French translations of the above-mentioned works are, respectively: Journal d’un bébé (new ed. 2004), La Naissance d’une mère (with Nadia Bruschweiler-Stern and Alison Freeland, 1998) and Le Moment présent en psychothérapie. Un monde dans un grain de sable (2003).

Vitality is a manifestation of human life, and as banal as it is essential. We experience vitality in ourselves, for ourselves, but also in others, in daily life and in living art forms like dance or theatre. And yet, how familiar are we with its workings, with how it develops and expresses itself, conferring more or less dynamism on life? Are we now capable of analysing its different manifestations, its range of variations among individuals, throughout the day, or throughout the ages of life?

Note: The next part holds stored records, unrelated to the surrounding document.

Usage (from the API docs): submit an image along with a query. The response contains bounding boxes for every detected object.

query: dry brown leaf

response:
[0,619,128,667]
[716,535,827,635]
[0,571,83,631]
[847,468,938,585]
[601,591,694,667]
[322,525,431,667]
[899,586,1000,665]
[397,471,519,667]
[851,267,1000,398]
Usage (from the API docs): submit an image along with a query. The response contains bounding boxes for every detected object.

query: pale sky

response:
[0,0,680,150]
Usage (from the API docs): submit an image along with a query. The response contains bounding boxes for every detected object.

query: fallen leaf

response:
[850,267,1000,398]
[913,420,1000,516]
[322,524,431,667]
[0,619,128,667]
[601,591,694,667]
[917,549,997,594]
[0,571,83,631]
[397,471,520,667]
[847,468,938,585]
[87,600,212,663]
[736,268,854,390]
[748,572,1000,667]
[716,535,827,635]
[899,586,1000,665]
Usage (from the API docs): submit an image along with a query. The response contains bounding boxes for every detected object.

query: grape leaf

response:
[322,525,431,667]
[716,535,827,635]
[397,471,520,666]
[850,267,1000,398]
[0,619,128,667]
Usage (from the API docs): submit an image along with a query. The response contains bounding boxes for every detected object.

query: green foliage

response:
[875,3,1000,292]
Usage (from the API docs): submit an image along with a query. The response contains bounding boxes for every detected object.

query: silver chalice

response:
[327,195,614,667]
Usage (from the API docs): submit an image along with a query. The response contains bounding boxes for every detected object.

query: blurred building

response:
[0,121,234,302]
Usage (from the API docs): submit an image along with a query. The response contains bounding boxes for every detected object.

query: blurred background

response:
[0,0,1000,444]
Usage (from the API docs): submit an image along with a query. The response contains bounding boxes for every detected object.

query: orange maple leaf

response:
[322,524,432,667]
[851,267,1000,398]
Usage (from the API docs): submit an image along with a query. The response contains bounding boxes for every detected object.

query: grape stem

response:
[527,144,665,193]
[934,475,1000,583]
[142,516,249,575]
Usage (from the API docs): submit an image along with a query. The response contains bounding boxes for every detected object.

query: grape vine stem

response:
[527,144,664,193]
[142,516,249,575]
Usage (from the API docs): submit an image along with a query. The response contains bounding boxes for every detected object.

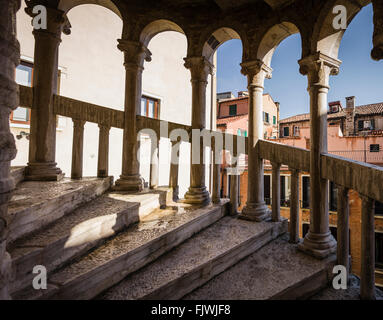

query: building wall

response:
[11,4,211,196]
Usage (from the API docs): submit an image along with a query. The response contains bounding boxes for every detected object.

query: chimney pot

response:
[346,96,355,109]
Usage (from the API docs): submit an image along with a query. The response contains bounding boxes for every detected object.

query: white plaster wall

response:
[12,4,211,197]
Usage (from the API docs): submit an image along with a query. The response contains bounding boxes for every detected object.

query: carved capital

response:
[298,52,342,88]
[184,57,214,83]
[241,60,273,88]
[117,39,152,69]
[25,0,71,41]
[371,0,383,61]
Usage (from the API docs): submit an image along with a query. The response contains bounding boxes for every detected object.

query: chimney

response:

Can we explain why vitality is sometimes lacking or, conversely, why it sometimes surges powerfully, giving life an unusual boost of intensity and vigour?
Previously forgotten (along with Bergson’s “élan vital” or vital force), denigrated by scientists throughout the twentieth century, vitality makes a comeback in Daniel Stern’s groundbreaking new book. Backed by his clinical experience as a psychotherapist, Stern argues for the rehabilitation of vitality, which he explores from the angle of contemporary neuroscience.

• The author renews a concept that had been abandoned for more than a century but which is central to our understanding of our intimate experience of existence.

• Illustrated with specific examples from the arts (dance, music, theatre, film).

• Specific applications at the clinical (psychiatry and psychotherapy) and practical levels (daily life).